Seattle’s 68-year-old coach was adding levity to a situation he knows—and said—is as challenging as can be. Carroll believes games this fall in front of empty NFL stadiums because of the coronavirus pandemic is a distinct possibility, one for which the Seahawks will be ready.
“Whatever has to happen. Everybody needs to be wide open and ready to adapt, and all of that—in all aspects of life right now,” Carroll said of the NFL’s 2020 season. “And certainly, as we go approach the season, we are going to have to be prepared. There is still a great opportunity to show the game to our fans, you know, through the other media sources.
“But if that’s the way it is it will be a different experience. But it can happen. ...
“If we are playing and there are no fans, I promise you I will do everything I can to pipe in the sound, and make it sound as loud as possible, and all that...
“We just have to be ready to adapt. We just don’t know. Whatever it is, we will take it on. Just battle it and figure it out.”
NFL team facilities remain closed and all minicamps and offseason training on sites have been canceled. That’s because states have closed all but essential businesses across the country in efforts to contain the COVID-19 outbreak. Leagues in professional and college sports around the country are waiting for states to re-open normal businesses before they can begin formulating plans for practices and perhaps games and seasons.
The league has said not one team facility will re-open until all 32 of them can be open, per each team’s state authorities.
Gov. Jay Inslee said this week “return to public life will occur in measured steps” in Washington. He called his return plan a dial turn rather than a flip of a switch. The plan does not indicate when Washington’s stay-at-home and partial business closures will end.
Seahawks general manager John Schneider said the NFL is trying to get through its unprecedented, all-remote draft Thursday-Saturday before teams and the league begin contemplating when it might be possible for training camps and what the 2020 season might look like. Training camps are scheduled to begin in late July.
“I think the primary focus is to get through this draft, and then to concentrate on what’s next, what the season would look like,” Schneider said.

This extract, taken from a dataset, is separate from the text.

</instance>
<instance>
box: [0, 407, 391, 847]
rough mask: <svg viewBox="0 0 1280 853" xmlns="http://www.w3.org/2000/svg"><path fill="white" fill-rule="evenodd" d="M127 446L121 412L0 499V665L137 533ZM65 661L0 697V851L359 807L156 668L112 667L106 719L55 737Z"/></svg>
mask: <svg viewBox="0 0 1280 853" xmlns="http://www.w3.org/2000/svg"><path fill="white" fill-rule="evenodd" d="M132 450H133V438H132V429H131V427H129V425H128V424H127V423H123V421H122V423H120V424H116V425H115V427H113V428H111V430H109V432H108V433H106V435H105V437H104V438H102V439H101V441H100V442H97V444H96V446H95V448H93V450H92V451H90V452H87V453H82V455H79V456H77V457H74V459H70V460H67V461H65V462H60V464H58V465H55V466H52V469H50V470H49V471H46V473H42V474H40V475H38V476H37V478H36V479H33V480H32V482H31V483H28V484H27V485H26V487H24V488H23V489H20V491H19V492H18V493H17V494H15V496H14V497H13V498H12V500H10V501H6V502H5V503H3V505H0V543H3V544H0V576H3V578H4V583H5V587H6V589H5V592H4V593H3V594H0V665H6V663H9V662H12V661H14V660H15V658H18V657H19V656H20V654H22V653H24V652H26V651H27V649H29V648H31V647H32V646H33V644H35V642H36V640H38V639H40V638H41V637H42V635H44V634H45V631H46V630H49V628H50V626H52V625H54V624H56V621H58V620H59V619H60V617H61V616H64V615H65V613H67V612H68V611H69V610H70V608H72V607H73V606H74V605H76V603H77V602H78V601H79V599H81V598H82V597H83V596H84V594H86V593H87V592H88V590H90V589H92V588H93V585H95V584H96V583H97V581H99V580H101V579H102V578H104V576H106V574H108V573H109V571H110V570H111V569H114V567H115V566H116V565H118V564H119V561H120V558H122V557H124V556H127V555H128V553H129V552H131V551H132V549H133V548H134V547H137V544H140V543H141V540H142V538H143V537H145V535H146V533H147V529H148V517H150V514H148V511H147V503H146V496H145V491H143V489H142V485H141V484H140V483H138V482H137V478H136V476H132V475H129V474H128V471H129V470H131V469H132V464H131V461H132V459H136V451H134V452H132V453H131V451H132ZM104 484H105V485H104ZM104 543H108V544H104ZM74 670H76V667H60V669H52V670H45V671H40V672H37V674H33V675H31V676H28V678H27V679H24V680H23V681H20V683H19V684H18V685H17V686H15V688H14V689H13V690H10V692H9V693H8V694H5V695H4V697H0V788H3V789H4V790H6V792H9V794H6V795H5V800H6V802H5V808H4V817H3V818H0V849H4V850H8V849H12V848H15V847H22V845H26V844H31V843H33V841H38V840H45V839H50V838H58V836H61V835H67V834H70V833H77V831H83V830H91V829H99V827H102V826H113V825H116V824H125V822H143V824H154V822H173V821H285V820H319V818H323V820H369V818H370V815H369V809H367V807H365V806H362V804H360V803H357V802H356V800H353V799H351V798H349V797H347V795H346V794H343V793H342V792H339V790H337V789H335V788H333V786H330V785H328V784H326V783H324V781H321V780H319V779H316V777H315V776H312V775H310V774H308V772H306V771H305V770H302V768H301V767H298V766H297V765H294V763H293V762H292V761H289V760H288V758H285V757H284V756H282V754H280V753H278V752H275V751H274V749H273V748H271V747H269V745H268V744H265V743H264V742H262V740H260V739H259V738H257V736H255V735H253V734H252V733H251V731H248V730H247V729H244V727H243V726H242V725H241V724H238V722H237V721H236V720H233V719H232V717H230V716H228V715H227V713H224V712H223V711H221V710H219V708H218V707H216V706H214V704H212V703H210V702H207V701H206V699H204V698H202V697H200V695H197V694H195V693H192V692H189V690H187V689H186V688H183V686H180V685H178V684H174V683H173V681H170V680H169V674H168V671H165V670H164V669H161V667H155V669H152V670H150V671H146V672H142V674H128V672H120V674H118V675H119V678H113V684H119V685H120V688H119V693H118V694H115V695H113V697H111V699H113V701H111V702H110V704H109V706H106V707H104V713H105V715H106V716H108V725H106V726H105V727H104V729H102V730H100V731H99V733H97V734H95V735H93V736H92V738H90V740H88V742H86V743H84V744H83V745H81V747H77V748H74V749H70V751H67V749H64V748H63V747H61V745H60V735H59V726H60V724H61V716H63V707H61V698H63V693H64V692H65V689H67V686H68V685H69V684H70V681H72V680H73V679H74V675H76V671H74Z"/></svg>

Carroll said the team is operating on the assumption the season will begin as planned the weekend after Labor Day in early September. But, the coach added, “nobody really knows what’s going to happen.”
Carroll and Schneider were asked if the games without fans would be a particular disadvantage to the Seahawks. They enjoy one of the most raucous home-field advantages in the NFL at sold-out, shaking CenturyLink Field on Sundays in a normal football fall.
“We’d definitely miss our fans,” Schneider said, “no question.”
Carroll injected.
“Maybe everyone just watch the game (on TV) and yell out the window. That’d be pretty cool,” he said.
“That’d still be, relatively, pretty good.”